We have some great news for those Americans who are still in the labor force (so that excludes about 92 million working age US citizens) and still have a (full-time) job: you are now working longer than ever! In fact, as JPM's Michael Cembalest observes using Conference Board data, the average manufacturing workweek is now just shy of 42 hours - the longest in over 60 years. And there are those who say Americans are lazy...
Of course, with labor productivity stuck in limbo this is to be expected: corporations, desperate to extract every last ounce of efficiency from their workers, are making them work hard, not smart, in order to boost bottom lines, and activist investors' P&Ls.

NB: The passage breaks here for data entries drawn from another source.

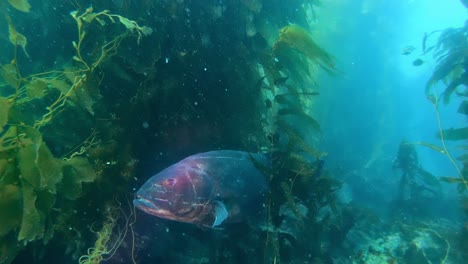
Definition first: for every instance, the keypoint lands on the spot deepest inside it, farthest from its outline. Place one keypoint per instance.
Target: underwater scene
(224, 131)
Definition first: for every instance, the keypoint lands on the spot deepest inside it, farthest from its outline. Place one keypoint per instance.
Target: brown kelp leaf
(76, 171)
(299, 113)
(296, 141)
(31, 225)
(5, 105)
(455, 133)
(21, 5)
(10, 206)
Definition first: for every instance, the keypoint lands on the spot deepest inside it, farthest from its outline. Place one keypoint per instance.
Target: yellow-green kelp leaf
(37, 164)
(17, 38)
(21, 5)
(31, 227)
(429, 145)
(10, 74)
(36, 88)
(10, 206)
(296, 37)
(76, 171)
(5, 105)
(453, 180)
(299, 113)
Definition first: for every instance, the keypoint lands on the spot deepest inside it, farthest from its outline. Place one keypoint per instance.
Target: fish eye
(170, 182)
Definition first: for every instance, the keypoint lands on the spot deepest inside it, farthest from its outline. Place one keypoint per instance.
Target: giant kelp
(39, 186)
(199, 82)
(450, 54)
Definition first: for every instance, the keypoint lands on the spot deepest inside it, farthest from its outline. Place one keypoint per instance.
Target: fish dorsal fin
(221, 213)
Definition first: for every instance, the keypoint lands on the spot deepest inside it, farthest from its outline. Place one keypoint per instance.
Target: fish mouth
(149, 207)
(144, 204)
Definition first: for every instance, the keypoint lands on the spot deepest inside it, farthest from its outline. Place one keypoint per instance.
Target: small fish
(408, 50)
(207, 189)
(424, 40)
(418, 62)
(281, 80)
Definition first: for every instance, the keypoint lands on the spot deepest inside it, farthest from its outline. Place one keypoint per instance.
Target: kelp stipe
(40, 188)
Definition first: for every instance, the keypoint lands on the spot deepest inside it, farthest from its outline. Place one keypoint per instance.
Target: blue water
(207, 78)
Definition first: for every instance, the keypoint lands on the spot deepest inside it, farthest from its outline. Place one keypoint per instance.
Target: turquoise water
(363, 143)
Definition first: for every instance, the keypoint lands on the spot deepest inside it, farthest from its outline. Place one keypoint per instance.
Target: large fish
(207, 189)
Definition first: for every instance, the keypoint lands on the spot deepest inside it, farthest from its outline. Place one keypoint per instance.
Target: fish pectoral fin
(221, 213)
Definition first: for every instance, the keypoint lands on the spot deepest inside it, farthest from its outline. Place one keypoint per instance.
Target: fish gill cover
(97, 96)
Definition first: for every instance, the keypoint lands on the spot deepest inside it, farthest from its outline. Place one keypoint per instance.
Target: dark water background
(158, 106)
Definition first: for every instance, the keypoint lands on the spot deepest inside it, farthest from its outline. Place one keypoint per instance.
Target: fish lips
(144, 204)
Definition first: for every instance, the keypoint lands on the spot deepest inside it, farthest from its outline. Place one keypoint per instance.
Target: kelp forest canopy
(94, 94)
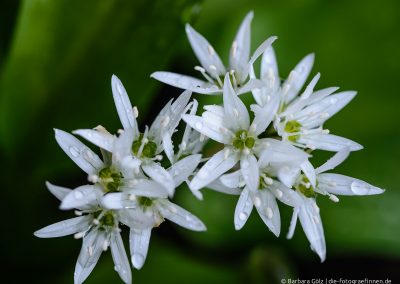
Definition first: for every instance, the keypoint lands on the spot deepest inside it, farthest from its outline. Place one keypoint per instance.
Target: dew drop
(242, 216)
(358, 188)
(74, 151)
(199, 125)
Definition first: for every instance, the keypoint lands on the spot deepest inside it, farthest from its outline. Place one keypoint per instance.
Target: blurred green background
(56, 61)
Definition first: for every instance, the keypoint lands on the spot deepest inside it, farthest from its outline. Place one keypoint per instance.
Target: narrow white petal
(139, 244)
(250, 171)
(298, 77)
(329, 142)
(251, 85)
(81, 196)
(218, 186)
(100, 139)
(240, 50)
(293, 223)
(344, 185)
(333, 162)
(120, 258)
(123, 105)
(205, 53)
(181, 170)
(204, 127)
(213, 169)
(186, 83)
(312, 225)
(160, 175)
(264, 115)
(236, 114)
(65, 228)
(92, 248)
(243, 209)
(85, 158)
(232, 180)
(58, 191)
(269, 66)
(309, 172)
(267, 208)
(179, 215)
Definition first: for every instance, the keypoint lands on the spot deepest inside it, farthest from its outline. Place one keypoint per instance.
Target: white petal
(179, 215)
(243, 209)
(250, 171)
(160, 175)
(264, 115)
(58, 191)
(285, 195)
(139, 244)
(213, 169)
(218, 186)
(267, 208)
(329, 142)
(123, 105)
(293, 223)
(204, 127)
(269, 65)
(120, 258)
(236, 114)
(65, 228)
(298, 77)
(232, 180)
(81, 196)
(85, 158)
(251, 85)
(181, 170)
(186, 83)
(311, 222)
(92, 248)
(100, 139)
(333, 162)
(240, 51)
(309, 172)
(205, 53)
(344, 185)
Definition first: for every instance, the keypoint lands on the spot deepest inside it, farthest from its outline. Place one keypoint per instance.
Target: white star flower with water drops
(212, 67)
(300, 117)
(306, 208)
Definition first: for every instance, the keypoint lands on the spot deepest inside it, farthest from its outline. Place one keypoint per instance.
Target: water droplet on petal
(199, 125)
(137, 260)
(78, 194)
(74, 151)
(242, 216)
(358, 188)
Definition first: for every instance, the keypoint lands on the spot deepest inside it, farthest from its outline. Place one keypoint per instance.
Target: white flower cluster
(263, 160)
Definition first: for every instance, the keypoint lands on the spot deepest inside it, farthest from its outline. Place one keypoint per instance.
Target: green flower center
(293, 126)
(106, 220)
(305, 187)
(149, 149)
(243, 140)
(145, 201)
(110, 179)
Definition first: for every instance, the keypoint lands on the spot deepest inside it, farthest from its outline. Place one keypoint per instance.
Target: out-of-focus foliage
(56, 61)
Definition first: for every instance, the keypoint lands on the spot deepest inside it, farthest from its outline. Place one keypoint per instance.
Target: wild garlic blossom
(264, 156)
(212, 68)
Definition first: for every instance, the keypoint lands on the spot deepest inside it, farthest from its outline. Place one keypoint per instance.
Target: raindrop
(358, 188)
(74, 151)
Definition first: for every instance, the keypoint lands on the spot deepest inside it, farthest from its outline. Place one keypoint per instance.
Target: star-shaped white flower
(213, 69)
(99, 229)
(137, 151)
(326, 184)
(300, 117)
(230, 125)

One tangent: even as companies are putting more people into the same amount of office space, reducing square footage per worker, the point at which more space will have to be added, or where the lack of slack becomes unbearable, is a long way away: as the chart below shows, while there was over 330 square feet per worker in 2011 when the average workweek was a little over 40 hours, it is currently roughly 20 square feet higher over 350. So yes: the slack if being absorbed. Very... Very... Slowly. In fact at this rate, courtesy of the tens of millions of Americans who no longer have any chance of reentering the work force, all those betting on wage inflation as a result of slack absorption may have to wait another 5, 10 maybe 15 years before the existing labor capacity is hit and office space and new workers have to be added.
Until then, Americans have much longer workweeks to look forward to and not to mention, flat or declining wages to go along with it: after all in the New Normal, corporations - especially those who directly and indirectly control the Fed - have all the leverage.